In 605 B.C., Nebuchadnezzar besieged Jerusalem after defeating Egypt at the Battle of Carchemish. It was at that time that he removed the “vessels” from the Temple and selected men from the Judean royal house to be educated in Babylon for service in his government.
With the conquest of Jerusalem, the political independence of Judah had ceased. The city and Temple were ransacked, and the upper echelons of Judean society were removed to Mesopotamia. Thus, Daniel found himself a powerless exile working in the civil service of the World-Power.
From the human perspective, this was disastrous, nonetheless, it was in accord with the purposes of Yahweh. The Hebrew verb rendered “gave” or nathan is applied several times in the chapter whenever Yahweh arranged events. Precisely why God “gave” Judah over to this fate is not stated at this point in the book.
The Babylonian ruler removed the vessels to the land of “Shinar,” and like the “Tower of Babel” incident, he attempted to unite all people under one language, religion, and culture. However, the “Most-High God” used the situation to accomplish His purposes.
The ruler of Babylon intended to educate the Jewish exiles in the wisdom, literature, and language of the “Chaldeans.” On their arrival in Babylon, the “king appointed them a daily provision of his food and of the wine that he drank to nourish them three years.” This was a great honor not to be rejected without suffering serious consequences.
But Daniel was concerned that partaking of the royal provisions would impinge on his ritual purity, and most probably, the issue was eating food offered to (Babylonian) idols. In Babylonian rituals, food consumed in the royal court was offered first to the Babylonian gods in their sanctuaries before it was served at the royal table.
But God “gave” Daniel favor before the “prince of the eunuchs,” who granted his request to abstain from the royal provisions for ten days. His positive response to Daniel was due to the intervention of Yahweh – it was God who “gave” Daniel “kindness and compassion in the sight of the prince of the eunuchs.”
Furthermore, God also “gave” the exiles “knowledge and prudence in all learning and wisdom,” and He also gave Daniel “understanding in all visions and dreams,” which, through the prophet, became the primary means by which God announced and influenced the direction of empires – (Daniel 1:9-16).
Nebuchadnezzar examined the youths and found they excelled in “every matter of wisdom and understanding.” “And Daniel continued even unto the first year of King Cyrus.” That is, until 538 B.C. This establishes the length of his career – from the third year of King Jehoiakim to the first year of Cyrus the Great – 605 to 538 B.C.

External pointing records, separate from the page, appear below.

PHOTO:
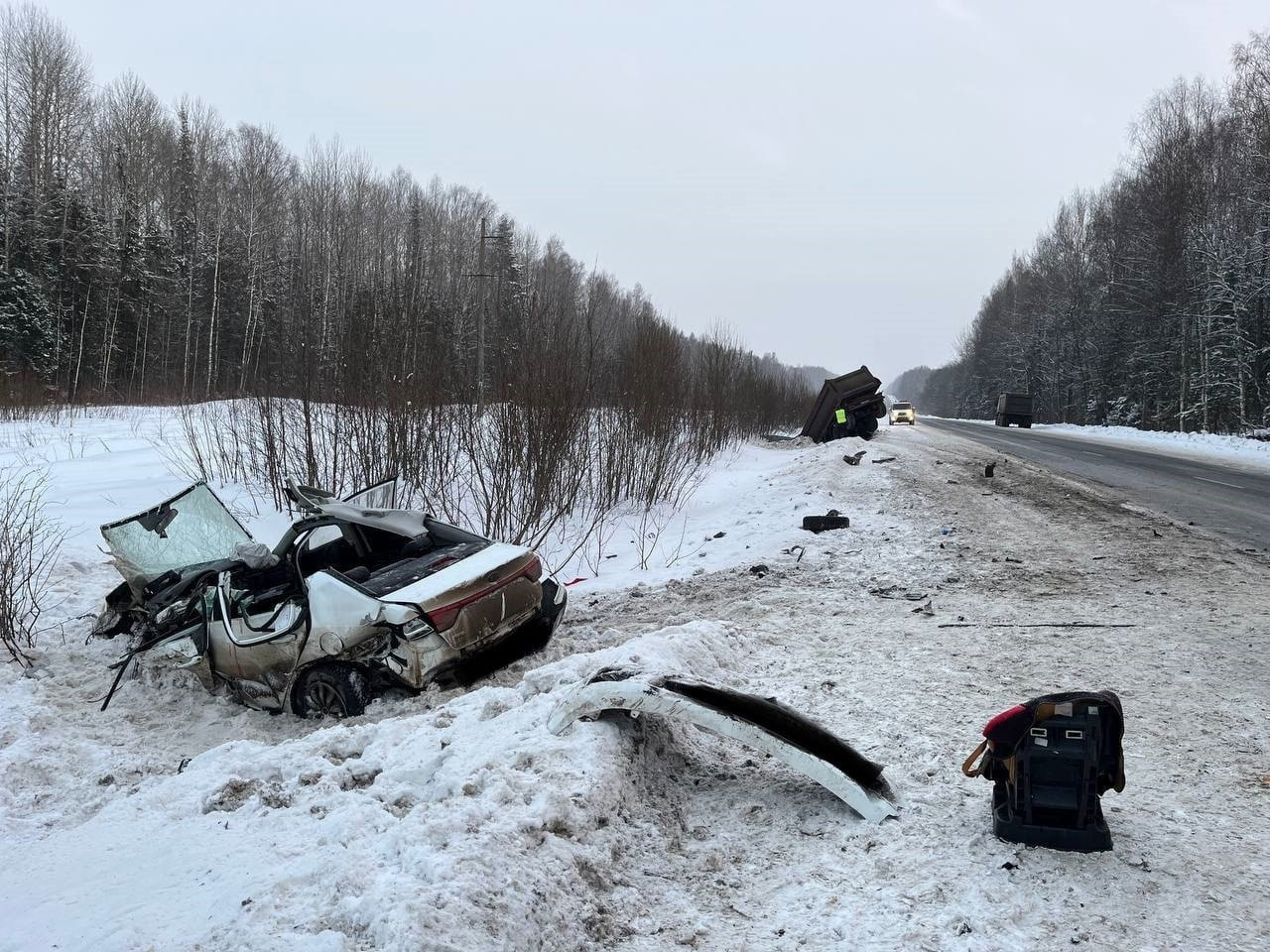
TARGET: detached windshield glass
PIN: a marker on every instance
(189, 529)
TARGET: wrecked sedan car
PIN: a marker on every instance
(357, 595)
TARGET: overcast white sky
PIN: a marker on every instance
(839, 181)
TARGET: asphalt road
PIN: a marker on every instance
(1224, 498)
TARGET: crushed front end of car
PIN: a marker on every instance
(352, 599)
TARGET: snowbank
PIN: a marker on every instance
(466, 826)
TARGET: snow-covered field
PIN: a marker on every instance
(453, 820)
(1203, 445)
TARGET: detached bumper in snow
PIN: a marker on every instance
(758, 722)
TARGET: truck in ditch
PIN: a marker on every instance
(1015, 408)
(846, 407)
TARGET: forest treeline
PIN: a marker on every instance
(1146, 301)
(154, 254)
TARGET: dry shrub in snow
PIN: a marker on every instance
(28, 548)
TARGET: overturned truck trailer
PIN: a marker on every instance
(847, 407)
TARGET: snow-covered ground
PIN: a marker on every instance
(453, 820)
(1206, 445)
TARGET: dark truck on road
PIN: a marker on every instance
(847, 407)
(1014, 408)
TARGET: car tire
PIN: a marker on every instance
(330, 689)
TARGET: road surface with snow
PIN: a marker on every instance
(1227, 495)
(453, 820)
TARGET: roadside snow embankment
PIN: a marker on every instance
(466, 826)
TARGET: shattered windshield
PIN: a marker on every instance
(190, 527)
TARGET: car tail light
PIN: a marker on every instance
(444, 617)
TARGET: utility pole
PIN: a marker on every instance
(480, 324)
(480, 313)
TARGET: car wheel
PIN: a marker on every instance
(330, 690)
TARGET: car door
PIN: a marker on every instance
(257, 644)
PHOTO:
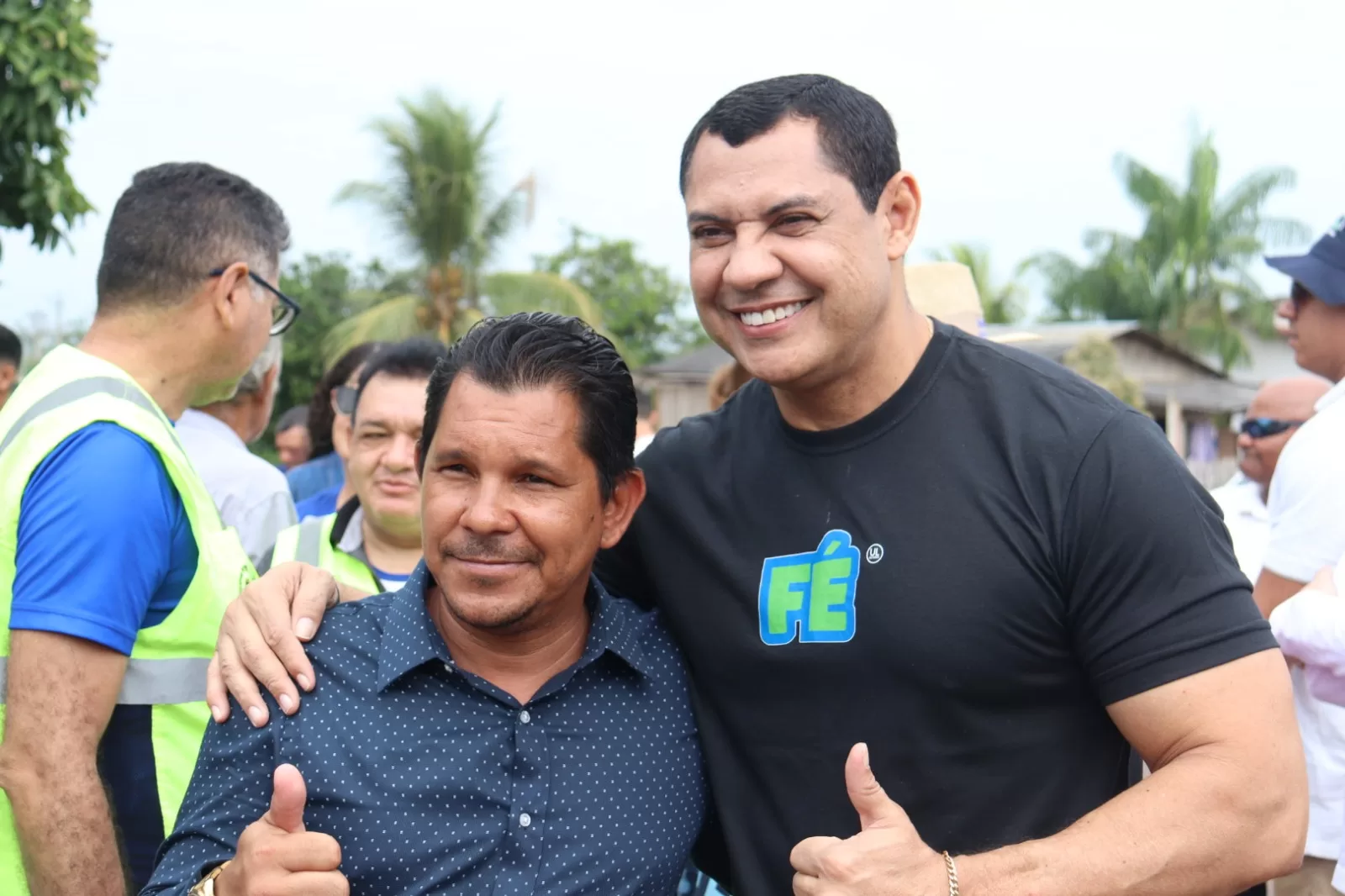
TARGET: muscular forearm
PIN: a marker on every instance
(65, 828)
(1201, 825)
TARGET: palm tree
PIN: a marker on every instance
(1001, 303)
(1185, 276)
(440, 202)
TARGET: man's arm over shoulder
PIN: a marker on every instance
(1306, 524)
(92, 551)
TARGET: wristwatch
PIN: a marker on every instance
(206, 885)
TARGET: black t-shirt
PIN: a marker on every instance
(965, 580)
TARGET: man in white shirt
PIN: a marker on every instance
(252, 495)
(1308, 532)
(1275, 412)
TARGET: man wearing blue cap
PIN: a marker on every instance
(1308, 532)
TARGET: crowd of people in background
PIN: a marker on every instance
(907, 613)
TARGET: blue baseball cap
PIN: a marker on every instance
(1322, 269)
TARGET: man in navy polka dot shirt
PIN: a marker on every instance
(501, 724)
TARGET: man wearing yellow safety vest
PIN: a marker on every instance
(114, 568)
(374, 540)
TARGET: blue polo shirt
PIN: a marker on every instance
(432, 779)
(104, 551)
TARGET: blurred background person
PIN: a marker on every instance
(252, 495)
(1306, 509)
(373, 541)
(1275, 412)
(293, 443)
(11, 356)
(726, 381)
(646, 421)
(324, 474)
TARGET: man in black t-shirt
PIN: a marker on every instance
(990, 572)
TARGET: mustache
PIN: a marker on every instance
(488, 548)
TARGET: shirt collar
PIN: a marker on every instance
(213, 427)
(1336, 393)
(410, 638)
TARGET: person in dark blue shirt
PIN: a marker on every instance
(104, 551)
(501, 724)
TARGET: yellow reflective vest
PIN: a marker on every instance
(66, 392)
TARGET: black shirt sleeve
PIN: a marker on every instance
(1153, 593)
(622, 568)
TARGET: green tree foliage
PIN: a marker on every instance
(1000, 303)
(1095, 360)
(440, 201)
(329, 291)
(49, 69)
(1185, 276)
(642, 306)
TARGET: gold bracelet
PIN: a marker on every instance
(206, 885)
(952, 875)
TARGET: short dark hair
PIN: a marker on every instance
(410, 360)
(293, 417)
(856, 132)
(178, 222)
(535, 349)
(11, 349)
(320, 414)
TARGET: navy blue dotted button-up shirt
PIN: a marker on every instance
(434, 779)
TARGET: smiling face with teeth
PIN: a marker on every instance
(791, 273)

In the Book of Revelation, the story of Daniel’s “test” is alluded to in its letters to Pergamos, Thyatira, and Smyrna. In the cities of Asia, believers were tempted to “eat meat offered to idols,” and thereby, compromise with idolatry:
“The Devil is about to cast some of you into prison, that you may be tried; and you shall have tribulation ten days.”
The Greek verb rendered “try” is the same one used in the Greek Septuagint version of Daniel. The verbal link is deliberate, for Daniel’s example becomes the model for perseverance to the “seven churches of Asia” – (Daniel 1:12-14, Revelation 2:8-10).
Like Daniel, John found himself given over to exile on the isle of Patmos for the “testimony of Jesus.” And on Patmos, he became a “fellow participant in the tribulation and the kingdom and the perseverance in Jesus” with the beleaguered and marginalized congregations of Asia. And like Daniel, God used John to “prophesy to nations and kings,” pronouncing their rise and fall, and in the end, the victory of the kingdom of God and the absolute sovereignty of Jesus over the Cosmos – (Revelation 1:9, 10:11).